The Archdiocese described this as a necessary intervention. Officials pointed to payroll pressures, structural deficits tied to the school, and a financial model that had not adapted after the loss of a major benefactor. The emphasis was on stabilization, oversight, and long-term sustainability.
At the parish level, the same developments were interpreted differently. The removal of elected Parish Council members and the introduction of an oversight agreement raised questions about how decisions were being made and where authority ultimately rests. Former parish leaders said they had acted “within their fiduciary duty to protect the Parish’s assets and mission,” framing the issue not only as financial, but as one of stewardship.
That tension surfaced in concrete ways. In one instance reported by The National Herald and disputed by the Archdiocese, a remark attributed to a newly appointed interim leader suggested that a fast-food drive-through could be considered as a revenue source. The comment appeared directly on protest signs and became shorthand for fears about the future direction of church property.
Questions about authority extended beyond the parish itself. Reporting in The National Herald described an internal effort to identify the source of leaks from an Archdiocesan Executive Committee meeting, including requests related to members’ communications. The episode was cited by community members as evidence of increasing centralization.
Around the same time, New York changed how certain church property decisions are approved. Under the revised law, Greek Orthodox parishes must obtain the Archbishop’s consent before petitioning a court over the sale, lease, or mortgage of property. Court approval remains required, but the previous step of notifying the Attorney General is no longer part of the process. The change directly affects transactions like the St. Demetrios building arrangement, shaping how such agreements move forward legally. Supporters say the law aligns the Archdiocese with other hierarchical churches. Critics argue it reduces an external layer of oversight and concentrates authority within the institution.
The school remains the emotional center of the story. St. Demetrios operates the only Greek Orthodox school in the United States with a full high school program. The Archdiocese has said clearly that the school will remain open and that the financial intervention is intended in part to support it. At the same time, questions about long-term sustainability remain.

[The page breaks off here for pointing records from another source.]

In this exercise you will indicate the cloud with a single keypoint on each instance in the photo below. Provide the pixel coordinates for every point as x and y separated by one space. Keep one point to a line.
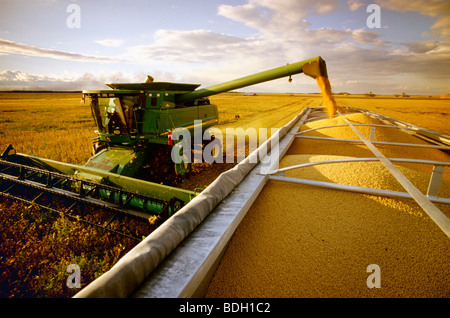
354 5
434 8
17 80
11 47
110 42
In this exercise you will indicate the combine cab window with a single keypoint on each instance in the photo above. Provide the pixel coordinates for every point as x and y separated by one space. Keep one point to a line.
116 115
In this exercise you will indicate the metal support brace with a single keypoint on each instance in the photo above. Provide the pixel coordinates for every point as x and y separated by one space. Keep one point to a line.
435 181
435 214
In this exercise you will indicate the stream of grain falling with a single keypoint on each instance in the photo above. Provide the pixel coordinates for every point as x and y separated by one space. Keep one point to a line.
328 99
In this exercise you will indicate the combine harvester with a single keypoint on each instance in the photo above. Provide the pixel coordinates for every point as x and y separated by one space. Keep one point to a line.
135 122
255 231
208 247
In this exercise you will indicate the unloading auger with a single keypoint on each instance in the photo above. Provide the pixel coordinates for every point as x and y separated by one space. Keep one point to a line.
134 122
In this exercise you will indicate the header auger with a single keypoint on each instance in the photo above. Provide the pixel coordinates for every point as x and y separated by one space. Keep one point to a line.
134 125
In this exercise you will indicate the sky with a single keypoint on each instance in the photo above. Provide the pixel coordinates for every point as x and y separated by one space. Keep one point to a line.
404 46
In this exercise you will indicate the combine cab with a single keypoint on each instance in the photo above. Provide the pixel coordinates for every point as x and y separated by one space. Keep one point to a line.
134 122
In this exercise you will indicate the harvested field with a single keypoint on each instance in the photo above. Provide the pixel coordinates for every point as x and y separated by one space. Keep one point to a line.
54 126
303 241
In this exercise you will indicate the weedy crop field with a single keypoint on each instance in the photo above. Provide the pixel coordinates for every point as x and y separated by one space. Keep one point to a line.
36 247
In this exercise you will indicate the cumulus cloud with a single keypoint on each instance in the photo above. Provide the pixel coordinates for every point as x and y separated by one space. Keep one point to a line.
17 80
434 8
11 47
110 42
283 33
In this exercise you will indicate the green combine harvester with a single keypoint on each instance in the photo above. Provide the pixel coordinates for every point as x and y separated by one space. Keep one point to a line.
134 122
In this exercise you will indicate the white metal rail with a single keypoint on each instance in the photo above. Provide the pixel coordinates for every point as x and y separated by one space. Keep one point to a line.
425 201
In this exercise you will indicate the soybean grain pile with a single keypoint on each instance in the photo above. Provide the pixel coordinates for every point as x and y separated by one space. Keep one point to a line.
303 241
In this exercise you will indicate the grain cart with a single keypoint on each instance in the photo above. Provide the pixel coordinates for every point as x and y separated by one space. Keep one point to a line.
134 125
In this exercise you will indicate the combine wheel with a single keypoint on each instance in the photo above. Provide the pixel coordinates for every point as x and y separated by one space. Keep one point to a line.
98 146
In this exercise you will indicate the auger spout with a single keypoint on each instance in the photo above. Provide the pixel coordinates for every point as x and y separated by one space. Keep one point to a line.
314 67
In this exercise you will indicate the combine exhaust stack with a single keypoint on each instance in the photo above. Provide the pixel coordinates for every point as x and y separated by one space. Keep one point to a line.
134 125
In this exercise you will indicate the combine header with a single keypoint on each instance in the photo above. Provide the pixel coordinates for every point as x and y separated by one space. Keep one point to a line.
134 122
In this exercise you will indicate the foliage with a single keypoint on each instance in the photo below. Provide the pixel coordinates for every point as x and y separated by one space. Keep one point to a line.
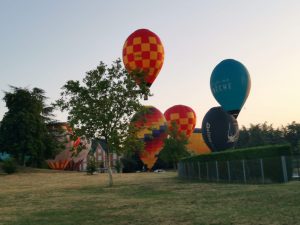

Public data on enrollment, tuition, and operating costs is limited, which makes it difficult to assess how the school’s finances relate to the broader parish situation.
Some of the most important details are still not public. The full terms of the property arrangement have not been released in detail. The oversight agreement itself has not been widely circulated in full. Parish-level financial statements are not readily available. Without those documents, it is difficult to draw firm conclusions about the long-term balance between local governance and central oversight.
What is clear is that St. Demetrios has become a focal point for a larger conversation. The pressures it faces are not unique. Across the United States, Greek Orthodox communities with schools and large property footprints are confronting similar financial and demographic pressures, even if not always at the same scale or visibility. The question is how those pressures are addressed, and who makes the decisions when financial stability and community control appear to pull in different directions.
For readers outside New York, the story is not about Astoria alone. It is about a model that has shaped Greek Orthodox life in America for generations. Parishes built by local communities, often centered around schools, are now operating in a very different financial and social landscape. The outcome in Astoria may offer some indication of how similar challenges will be handled elsewhere.
The crowd that gathered that evening was not responding to a single decision. It was responding to a sense that something long familiar was becoming uncertain, and that decisions about its future might no longer be made in the same way.